Twenty-three albums, hits like Harjai, and hundreds of international shows later, Raja is back in the news. In fact, the recently released Ghanchakkar not only has Raja singing but also appearing in a promotional video. The response to his song, Jholu Ram, has been enthusiastic - going by the reaction on Twitter - and is being billed as his comeback. The song even begins with, "I'm back. " But he disagrees.
"I've been taking out albums. I was always here, " the soft-spoken singer says. "The last famous song I sang was Tumse kitna for Ram Gopal Varma's Company in 2002. But yes, I'm making a comeback to the silver screen. It was exactly 14 years ago that I made an appearance in Yamraaj in 1999. "

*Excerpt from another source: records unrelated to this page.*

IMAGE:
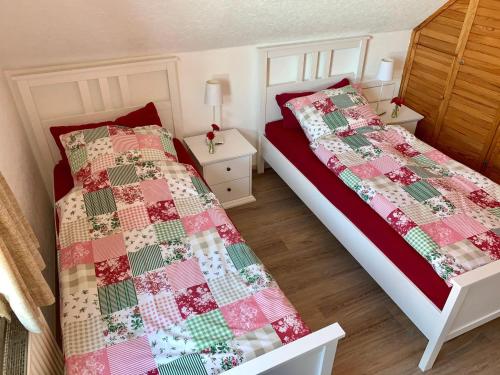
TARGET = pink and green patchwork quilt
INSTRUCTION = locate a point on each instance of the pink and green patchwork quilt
(155, 279)
(447, 212)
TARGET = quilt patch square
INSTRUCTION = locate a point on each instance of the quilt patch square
(195, 300)
(83, 336)
(421, 190)
(162, 211)
(112, 270)
(169, 230)
(108, 247)
(464, 225)
(228, 288)
(187, 364)
(243, 316)
(466, 254)
(99, 202)
(122, 175)
(274, 304)
(135, 217)
(115, 297)
(123, 325)
(155, 190)
(139, 359)
(147, 259)
(209, 329)
(242, 256)
(184, 274)
(160, 312)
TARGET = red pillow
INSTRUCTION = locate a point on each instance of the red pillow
(289, 120)
(146, 115)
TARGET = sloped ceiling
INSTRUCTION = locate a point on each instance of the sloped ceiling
(33, 32)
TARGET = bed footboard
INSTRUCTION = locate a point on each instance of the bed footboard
(312, 354)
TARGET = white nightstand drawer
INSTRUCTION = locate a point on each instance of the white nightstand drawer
(229, 170)
(232, 190)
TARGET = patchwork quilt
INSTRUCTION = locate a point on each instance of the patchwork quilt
(447, 212)
(155, 279)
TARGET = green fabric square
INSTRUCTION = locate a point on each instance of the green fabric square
(122, 175)
(349, 178)
(342, 101)
(241, 255)
(199, 185)
(423, 161)
(77, 159)
(422, 242)
(168, 145)
(147, 259)
(90, 135)
(99, 202)
(356, 141)
(116, 297)
(186, 364)
(335, 120)
(421, 190)
(169, 230)
(209, 329)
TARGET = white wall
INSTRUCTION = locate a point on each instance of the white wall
(238, 69)
(19, 168)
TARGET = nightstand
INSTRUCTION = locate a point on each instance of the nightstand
(407, 117)
(228, 171)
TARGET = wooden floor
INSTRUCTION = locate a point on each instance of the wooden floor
(327, 285)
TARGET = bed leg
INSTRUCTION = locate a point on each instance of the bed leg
(430, 354)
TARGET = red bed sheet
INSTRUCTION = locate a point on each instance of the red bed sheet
(293, 144)
(63, 182)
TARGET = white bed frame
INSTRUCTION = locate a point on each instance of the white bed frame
(475, 295)
(85, 93)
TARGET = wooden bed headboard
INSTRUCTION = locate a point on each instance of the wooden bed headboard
(91, 92)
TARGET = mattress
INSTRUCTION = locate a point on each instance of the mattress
(293, 144)
(155, 278)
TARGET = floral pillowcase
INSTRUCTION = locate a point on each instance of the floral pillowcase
(332, 111)
(94, 150)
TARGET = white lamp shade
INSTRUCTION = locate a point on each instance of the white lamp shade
(213, 93)
(385, 70)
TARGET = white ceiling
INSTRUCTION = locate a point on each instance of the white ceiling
(34, 32)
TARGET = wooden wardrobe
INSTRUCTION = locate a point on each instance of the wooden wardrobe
(452, 77)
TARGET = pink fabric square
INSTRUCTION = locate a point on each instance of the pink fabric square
(218, 216)
(243, 316)
(464, 225)
(108, 247)
(441, 233)
(131, 357)
(437, 156)
(77, 253)
(323, 154)
(102, 162)
(122, 143)
(89, 363)
(385, 164)
(155, 190)
(197, 223)
(273, 304)
(185, 274)
(365, 171)
(135, 217)
(160, 312)
(195, 300)
(149, 141)
(382, 205)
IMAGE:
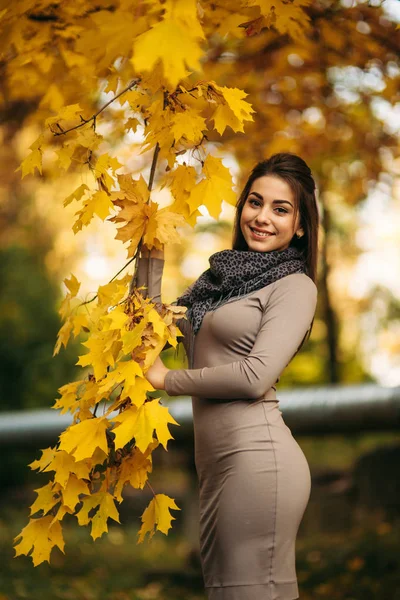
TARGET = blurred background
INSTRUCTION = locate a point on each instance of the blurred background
(336, 103)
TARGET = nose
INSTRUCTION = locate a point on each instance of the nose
(263, 217)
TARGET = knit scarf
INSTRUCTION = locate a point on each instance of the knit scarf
(235, 273)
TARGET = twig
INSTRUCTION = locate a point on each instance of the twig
(93, 118)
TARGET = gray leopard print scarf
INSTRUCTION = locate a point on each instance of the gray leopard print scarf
(235, 273)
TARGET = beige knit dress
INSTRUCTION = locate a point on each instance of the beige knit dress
(254, 480)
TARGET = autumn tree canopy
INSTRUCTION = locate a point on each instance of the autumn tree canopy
(170, 86)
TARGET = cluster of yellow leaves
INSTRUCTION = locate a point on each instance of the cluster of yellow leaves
(99, 454)
(116, 425)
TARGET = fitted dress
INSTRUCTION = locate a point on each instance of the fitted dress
(254, 480)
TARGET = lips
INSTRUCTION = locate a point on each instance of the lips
(260, 232)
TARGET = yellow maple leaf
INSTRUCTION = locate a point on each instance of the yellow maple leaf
(161, 228)
(47, 498)
(83, 438)
(63, 464)
(140, 423)
(233, 110)
(39, 536)
(175, 41)
(134, 470)
(134, 190)
(67, 113)
(189, 125)
(106, 510)
(46, 458)
(136, 390)
(135, 216)
(73, 489)
(73, 285)
(216, 186)
(157, 516)
(80, 322)
(76, 194)
(181, 181)
(63, 336)
(104, 348)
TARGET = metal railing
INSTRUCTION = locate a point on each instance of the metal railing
(306, 411)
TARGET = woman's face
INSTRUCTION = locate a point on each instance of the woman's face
(267, 219)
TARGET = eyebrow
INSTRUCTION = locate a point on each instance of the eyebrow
(274, 201)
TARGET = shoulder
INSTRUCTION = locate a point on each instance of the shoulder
(295, 289)
(299, 282)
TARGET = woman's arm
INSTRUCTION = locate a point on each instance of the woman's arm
(286, 319)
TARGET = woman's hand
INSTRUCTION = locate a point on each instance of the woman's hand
(156, 374)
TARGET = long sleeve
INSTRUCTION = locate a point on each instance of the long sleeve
(150, 272)
(286, 319)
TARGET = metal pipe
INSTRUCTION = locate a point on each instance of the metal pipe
(306, 411)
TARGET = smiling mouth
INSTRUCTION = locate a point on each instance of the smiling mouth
(260, 234)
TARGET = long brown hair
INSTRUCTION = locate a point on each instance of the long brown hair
(295, 171)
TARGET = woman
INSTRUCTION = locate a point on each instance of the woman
(248, 315)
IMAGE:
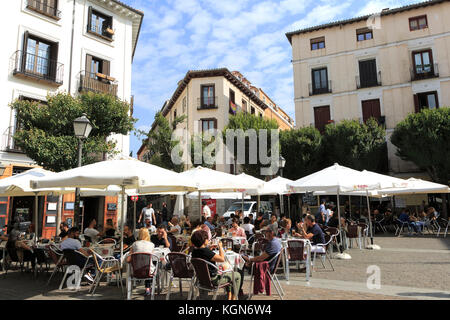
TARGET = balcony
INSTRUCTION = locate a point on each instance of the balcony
(206, 103)
(7, 142)
(368, 83)
(322, 90)
(43, 8)
(32, 67)
(98, 83)
(425, 72)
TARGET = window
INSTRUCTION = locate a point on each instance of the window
(368, 76)
(40, 56)
(364, 34)
(371, 109)
(417, 23)
(321, 117)
(100, 24)
(184, 104)
(46, 7)
(233, 108)
(423, 62)
(209, 124)
(426, 100)
(320, 81)
(208, 96)
(318, 43)
(244, 105)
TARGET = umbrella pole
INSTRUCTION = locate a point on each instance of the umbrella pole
(134, 216)
(339, 217)
(289, 206)
(370, 220)
(36, 214)
(122, 209)
(200, 204)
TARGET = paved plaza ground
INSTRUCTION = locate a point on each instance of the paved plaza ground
(411, 268)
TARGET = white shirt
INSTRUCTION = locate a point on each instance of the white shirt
(148, 214)
(91, 233)
(70, 244)
(206, 211)
(248, 227)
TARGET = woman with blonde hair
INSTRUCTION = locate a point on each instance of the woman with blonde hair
(143, 245)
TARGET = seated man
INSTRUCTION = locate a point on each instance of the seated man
(174, 227)
(273, 247)
(209, 223)
(71, 244)
(128, 237)
(201, 251)
(160, 238)
(64, 227)
(235, 229)
(310, 230)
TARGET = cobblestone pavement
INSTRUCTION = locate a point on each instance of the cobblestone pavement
(411, 268)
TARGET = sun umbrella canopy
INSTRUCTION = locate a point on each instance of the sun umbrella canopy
(216, 181)
(131, 174)
(218, 195)
(416, 186)
(19, 185)
(277, 186)
(339, 179)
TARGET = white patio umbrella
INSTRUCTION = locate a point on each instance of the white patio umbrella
(216, 181)
(416, 186)
(19, 186)
(338, 179)
(128, 174)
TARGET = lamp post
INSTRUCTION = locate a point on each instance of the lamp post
(281, 164)
(82, 128)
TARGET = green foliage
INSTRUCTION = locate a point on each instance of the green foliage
(355, 145)
(246, 121)
(424, 138)
(46, 131)
(301, 148)
(159, 143)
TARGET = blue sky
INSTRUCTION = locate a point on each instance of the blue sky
(244, 35)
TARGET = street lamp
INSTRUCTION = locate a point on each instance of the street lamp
(82, 128)
(281, 164)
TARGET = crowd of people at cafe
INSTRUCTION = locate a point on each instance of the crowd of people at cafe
(159, 229)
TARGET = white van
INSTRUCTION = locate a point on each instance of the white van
(250, 207)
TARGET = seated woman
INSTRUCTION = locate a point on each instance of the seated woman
(200, 241)
(110, 231)
(143, 245)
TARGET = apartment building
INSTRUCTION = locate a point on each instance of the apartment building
(385, 66)
(52, 46)
(209, 97)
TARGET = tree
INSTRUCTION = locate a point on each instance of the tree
(45, 131)
(159, 143)
(356, 145)
(301, 149)
(245, 122)
(424, 139)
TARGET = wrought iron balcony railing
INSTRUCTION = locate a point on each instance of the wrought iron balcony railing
(38, 68)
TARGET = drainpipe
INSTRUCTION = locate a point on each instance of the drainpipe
(71, 47)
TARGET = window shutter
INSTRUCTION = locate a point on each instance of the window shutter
(88, 64)
(54, 60)
(416, 103)
(24, 49)
(106, 68)
(89, 18)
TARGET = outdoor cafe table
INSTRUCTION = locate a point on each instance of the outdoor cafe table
(307, 250)
(161, 253)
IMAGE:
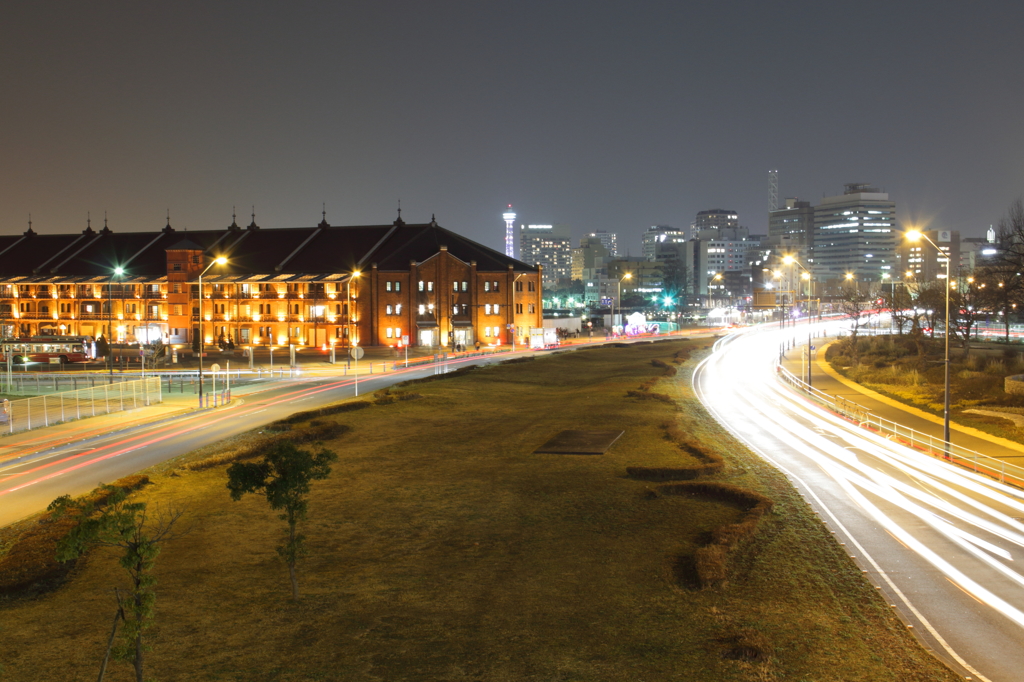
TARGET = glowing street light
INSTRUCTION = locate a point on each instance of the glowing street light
(915, 236)
(202, 334)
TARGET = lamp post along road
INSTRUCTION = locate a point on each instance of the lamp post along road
(202, 328)
(110, 318)
(913, 236)
(619, 300)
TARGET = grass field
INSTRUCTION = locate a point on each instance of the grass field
(443, 549)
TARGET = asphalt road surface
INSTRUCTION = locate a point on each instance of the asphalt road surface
(941, 543)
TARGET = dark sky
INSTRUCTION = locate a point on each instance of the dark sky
(600, 115)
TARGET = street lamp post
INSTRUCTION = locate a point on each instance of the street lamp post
(348, 297)
(202, 328)
(118, 271)
(806, 276)
(619, 299)
(913, 236)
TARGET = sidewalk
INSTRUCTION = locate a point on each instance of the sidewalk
(827, 380)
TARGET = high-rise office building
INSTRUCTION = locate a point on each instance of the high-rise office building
(791, 229)
(715, 219)
(659, 235)
(509, 217)
(549, 246)
(855, 232)
(584, 256)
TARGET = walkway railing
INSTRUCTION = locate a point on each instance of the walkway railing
(965, 457)
(52, 409)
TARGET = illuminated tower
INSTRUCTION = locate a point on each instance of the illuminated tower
(509, 216)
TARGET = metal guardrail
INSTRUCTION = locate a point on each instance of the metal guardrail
(975, 461)
(52, 409)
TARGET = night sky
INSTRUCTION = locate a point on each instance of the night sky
(599, 115)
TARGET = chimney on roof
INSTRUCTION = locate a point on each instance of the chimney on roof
(235, 224)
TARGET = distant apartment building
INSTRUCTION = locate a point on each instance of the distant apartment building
(855, 232)
(659, 235)
(608, 240)
(586, 255)
(550, 247)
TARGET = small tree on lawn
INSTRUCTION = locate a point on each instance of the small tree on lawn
(852, 303)
(123, 525)
(284, 476)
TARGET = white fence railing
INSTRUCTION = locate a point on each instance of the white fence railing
(977, 462)
(52, 409)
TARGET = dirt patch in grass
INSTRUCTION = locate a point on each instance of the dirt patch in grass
(441, 548)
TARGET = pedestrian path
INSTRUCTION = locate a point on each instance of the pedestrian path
(825, 379)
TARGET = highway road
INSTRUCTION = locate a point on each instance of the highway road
(29, 483)
(942, 544)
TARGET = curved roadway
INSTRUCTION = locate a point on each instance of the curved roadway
(941, 543)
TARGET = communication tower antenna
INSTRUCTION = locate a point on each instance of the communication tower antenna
(509, 216)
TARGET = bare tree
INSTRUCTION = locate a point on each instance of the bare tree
(1000, 290)
(899, 304)
(852, 303)
(122, 525)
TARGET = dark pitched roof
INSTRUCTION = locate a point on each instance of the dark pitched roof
(318, 250)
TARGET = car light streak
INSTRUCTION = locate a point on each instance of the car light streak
(964, 524)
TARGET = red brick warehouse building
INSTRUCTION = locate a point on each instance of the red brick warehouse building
(305, 286)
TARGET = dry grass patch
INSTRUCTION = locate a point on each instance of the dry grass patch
(442, 549)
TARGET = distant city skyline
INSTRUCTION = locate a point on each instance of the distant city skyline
(592, 114)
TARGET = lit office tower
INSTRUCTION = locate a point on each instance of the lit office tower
(509, 216)
(550, 247)
(855, 232)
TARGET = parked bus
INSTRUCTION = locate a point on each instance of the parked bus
(43, 348)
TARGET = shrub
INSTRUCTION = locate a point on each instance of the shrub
(322, 431)
(351, 406)
(647, 395)
(712, 559)
(31, 566)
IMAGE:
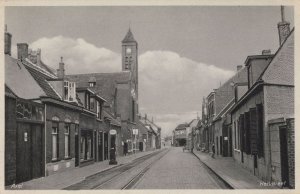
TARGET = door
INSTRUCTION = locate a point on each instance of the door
(284, 155)
(230, 141)
(23, 152)
(37, 151)
(105, 146)
(29, 152)
(77, 157)
(225, 141)
(221, 145)
(217, 146)
(100, 146)
(141, 146)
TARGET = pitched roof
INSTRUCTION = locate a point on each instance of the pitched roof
(281, 69)
(113, 120)
(20, 81)
(194, 123)
(41, 78)
(9, 93)
(283, 56)
(141, 127)
(225, 92)
(129, 37)
(105, 82)
(182, 126)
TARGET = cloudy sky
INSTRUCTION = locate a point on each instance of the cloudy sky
(184, 51)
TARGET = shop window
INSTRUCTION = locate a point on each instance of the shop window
(67, 140)
(99, 110)
(54, 140)
(86, 145)
(92, 103)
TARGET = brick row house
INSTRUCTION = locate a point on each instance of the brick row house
(251, 116)
(59, 122)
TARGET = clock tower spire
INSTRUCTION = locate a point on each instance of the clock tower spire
(130, 57)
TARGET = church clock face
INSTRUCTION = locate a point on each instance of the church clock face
(128, 50)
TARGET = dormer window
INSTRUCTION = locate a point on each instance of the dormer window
(69, 91)
(92, 84)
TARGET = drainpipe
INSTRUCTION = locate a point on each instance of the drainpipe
(45, 130)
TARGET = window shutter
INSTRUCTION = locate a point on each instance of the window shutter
(247, 132)
(260, 130)
(253, 131)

The song Jholu Ram, created by music ace Amit Trivedi, gives Raja ample scope to strut his pop qawwali style. Though not quite as raw as some of his earlier hits, Raja still manages to give the song a fun, quirky edge. It was, in fact, film director Rajkumar Gupta's brainwave to get Raja on board, and Trivedi, given his penchant for fresh thinking, jumped at the chance.
"Gaane gaane par likha hai, gaanewale ka naam. . . Yeh gaana chalke aaya hai mere paas (Every song is meant for someone to sing and this song came to me without any bidding), " says Raja, who's unusually coy about his age - he's 55 - philosophises. "Rajkumarji wanted to work with me and how could I possibly say no to the brilliant jodi (twosome) that is Amit Trivedi and Amitabh Bhattacharya. I was asked to sing the song I did. I only learnt the film was Ghanchakkar after I finished recording. It was at the wrap-up party in January that they told me they would like to picturise it on me. "
For those who are harping on how it sounds too sophisticated for an Altaf-Raja song, he says, "One man cannot satisfy a hundred people. If I sing sorrowful songs then they ask why only such songs? Ab maine hatkar gaana gaya hai toh log keh rahe hain ki aisa kyun (Now that I've sung a song differently, people are asking me why)?" Born in a family where music was a way of life - his parents were qawwals and he was trained under Pandit Govind Prasad Jaipurwale - Raja isn't hankering to work in Bollywood. In fact, his last playback efforts were in 2010. "If a song merits it then I definitely wouldn't mind, " he says. "Money isn't important to me. I like to spend my time coming up with ideas for my albums. In fact, I have just released my latest album Ashkon ki Baraat and I will continue in the same vein. " Part of what he calls 'satellite singers' - singers who entered the fray after the advent of satellite television - Raja feels that the fact he hasn't changed his approach or style of singing is responsible for his success. "If you present your skills honestly and truly, then the audience will appreciate you, " he says. "Of that there's no doubt. I will always continue to sing like Altaf Raja. Why should I change?"